Why has this idea failed previously? How will your iteration be different?

I'm not naturally a social person but I did go through a phase where I was
more social and ended up organizing events. I never thought using texts,
whatsapp, etc. to be much of a hassle. I'm also close to a couple of friends
that are very social and I've seen them plan and coordinate events. It's never
seemed like a hassle and they've never mentioned it as a problem.

Solving your own problem is good advice, but the pitfall is that your own
problem may not be one that is shared by many people. I've had to learn this
lesson as well. I would run some of my early app ideas by my friends and their
response would basically be, "why would I want to do that?" I'm not saying
this idea will not work, but definitely talk to the people you're messaging
and find out what they think.

Best of luck.

------
sroussey
Invite friends to something using the app.

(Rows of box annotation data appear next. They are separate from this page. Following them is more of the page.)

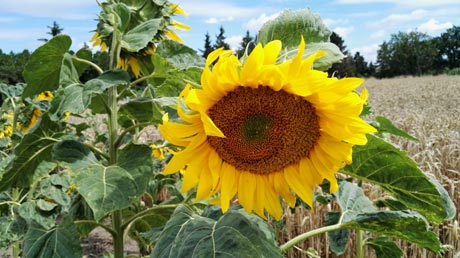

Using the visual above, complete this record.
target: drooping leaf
[337,181,442,253]
[257,9,332,48]
[344,135,455,223]
[374,116,418,142]
[18,201,56,229]
[326,211,350,255]
[366,237,404,258]
[0,217,27,250]
[54,140,138,220]
[48,84,91,121]
[121,18,162,52]
[0,83,26,97]
[150,205,281,258]
[0,114,62,191]
[23,219,83,258]
[22,35,72,98]
[156,40,204,70]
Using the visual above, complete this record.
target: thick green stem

If they don’t have the app, send an
email with the event invite and saying how they can install. Ideally you would
have web functionality as well, in case installing won’t happen.

------
wyum
I built a similar app for a client. It's called "Festi." It's on IOS and
Android with web app as well... Getting traction has definitely been
difficult, but is slowly growing.

------
quickthrower2
It’s tricky I imagine as you have to sell people on the idea then they have to
sell their friends on using it. WhatsApp is “good enough” for this task and
there are simple workarounds such as say “we meet at 7 at xyz” and whoever
can’t make it just doesn’t they come next time or join later.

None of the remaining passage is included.